VIRGINIA BEACH, Va. (WAVY) – On this day in 2001, 18 Virginia Air Guardsmen from the 203d Red Horse Squadron at Camp Pendleton in Virginia Beach and three Florida Army National Guard aviators were killed. They were returning from military training when their plane went down. The disaster was the worst loss of life in the Virginia National Guard since World War II. The victims will never be forgotten.
“It’s sad, but we want to honor our loved ones,” Bonnie Self said. “I want to honor Jim as a good man, a good father, a good friend.”
He was a hero, who chose to make a difference with his life. And on March 3, 2001, what seemed routine — a plane-ride returning from military training — turned tragic. Twenty-one of those “good fathers and friends” lost their lives, including Staff Sergeant Paul Cramer.

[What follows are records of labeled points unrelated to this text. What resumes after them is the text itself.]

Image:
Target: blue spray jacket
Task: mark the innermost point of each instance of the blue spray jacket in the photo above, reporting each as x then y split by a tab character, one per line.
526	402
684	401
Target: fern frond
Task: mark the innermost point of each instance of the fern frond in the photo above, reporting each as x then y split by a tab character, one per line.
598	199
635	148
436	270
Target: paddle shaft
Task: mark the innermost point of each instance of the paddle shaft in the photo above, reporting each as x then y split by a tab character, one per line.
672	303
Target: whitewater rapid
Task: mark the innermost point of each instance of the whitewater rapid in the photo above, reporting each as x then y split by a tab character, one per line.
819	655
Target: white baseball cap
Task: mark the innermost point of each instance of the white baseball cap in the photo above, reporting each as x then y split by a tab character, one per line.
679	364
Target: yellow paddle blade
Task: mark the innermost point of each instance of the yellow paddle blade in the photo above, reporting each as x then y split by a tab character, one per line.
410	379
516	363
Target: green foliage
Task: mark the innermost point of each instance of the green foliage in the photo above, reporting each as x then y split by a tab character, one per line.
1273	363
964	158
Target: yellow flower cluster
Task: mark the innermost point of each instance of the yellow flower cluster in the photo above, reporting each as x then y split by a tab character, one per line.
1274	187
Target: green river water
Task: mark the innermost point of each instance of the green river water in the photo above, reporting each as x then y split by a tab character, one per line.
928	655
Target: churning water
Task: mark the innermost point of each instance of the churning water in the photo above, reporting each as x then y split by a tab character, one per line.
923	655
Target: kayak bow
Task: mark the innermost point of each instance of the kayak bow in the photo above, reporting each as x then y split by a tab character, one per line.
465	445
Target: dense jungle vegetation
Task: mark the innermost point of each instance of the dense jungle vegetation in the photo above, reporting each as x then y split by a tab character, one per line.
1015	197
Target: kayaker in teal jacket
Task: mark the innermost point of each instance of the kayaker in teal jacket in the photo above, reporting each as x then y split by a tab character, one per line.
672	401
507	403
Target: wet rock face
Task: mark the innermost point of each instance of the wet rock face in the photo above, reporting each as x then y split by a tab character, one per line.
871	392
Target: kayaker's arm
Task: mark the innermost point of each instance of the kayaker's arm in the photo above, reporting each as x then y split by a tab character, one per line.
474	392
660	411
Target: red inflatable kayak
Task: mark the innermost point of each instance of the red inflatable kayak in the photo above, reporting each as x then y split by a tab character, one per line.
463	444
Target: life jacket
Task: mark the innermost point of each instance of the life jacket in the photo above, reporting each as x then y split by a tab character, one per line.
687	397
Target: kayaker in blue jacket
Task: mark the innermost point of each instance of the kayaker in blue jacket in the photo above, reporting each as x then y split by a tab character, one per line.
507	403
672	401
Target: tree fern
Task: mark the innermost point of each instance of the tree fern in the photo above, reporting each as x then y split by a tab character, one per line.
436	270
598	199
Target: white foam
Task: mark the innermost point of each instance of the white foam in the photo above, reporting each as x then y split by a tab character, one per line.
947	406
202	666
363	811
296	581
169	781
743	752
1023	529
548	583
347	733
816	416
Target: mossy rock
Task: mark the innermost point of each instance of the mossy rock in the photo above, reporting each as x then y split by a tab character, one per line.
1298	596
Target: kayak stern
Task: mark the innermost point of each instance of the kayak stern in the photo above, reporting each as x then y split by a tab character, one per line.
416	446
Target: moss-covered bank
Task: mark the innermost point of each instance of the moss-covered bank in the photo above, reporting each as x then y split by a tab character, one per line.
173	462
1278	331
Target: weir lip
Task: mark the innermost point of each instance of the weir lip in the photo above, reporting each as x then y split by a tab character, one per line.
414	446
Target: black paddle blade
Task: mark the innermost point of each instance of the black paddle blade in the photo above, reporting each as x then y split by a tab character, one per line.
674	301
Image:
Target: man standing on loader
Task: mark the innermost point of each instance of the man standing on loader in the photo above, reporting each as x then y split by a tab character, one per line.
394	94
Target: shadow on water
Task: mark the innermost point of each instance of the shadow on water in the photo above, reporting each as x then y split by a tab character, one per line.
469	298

“It was completely unexpected,” Sarah Cramer said. “We did not see this coming. He just went down to Florida for the training. I was 10, and it was incredibly shocking.”
“As the news trickled in all day and evening long, it was just unbelievable and still seems like it was just yesterday,” Al Dirosa said. “We brought Red Horse units from all over the country to help build this, so that was very, it was a really unique experience and kinda helped with closure. I think it helped us, and I try to always come, always come and remember.”
Fourteen years have gone by, but the close-knit family once shaken has remained strong with constant reminders of sacrifices already made.
“These citizens have additional jobs,” Lt.Col. Stock Dinsmore said. “This isn’t their full-time duty, so it’s even more of a commitment for them to come in and give their service to their country. I think it’s important that we take the time to remember those who set the stage for future generations. We remind them of the sacrifices that others have made so that they can be a part of this great military and carry on that heritage.”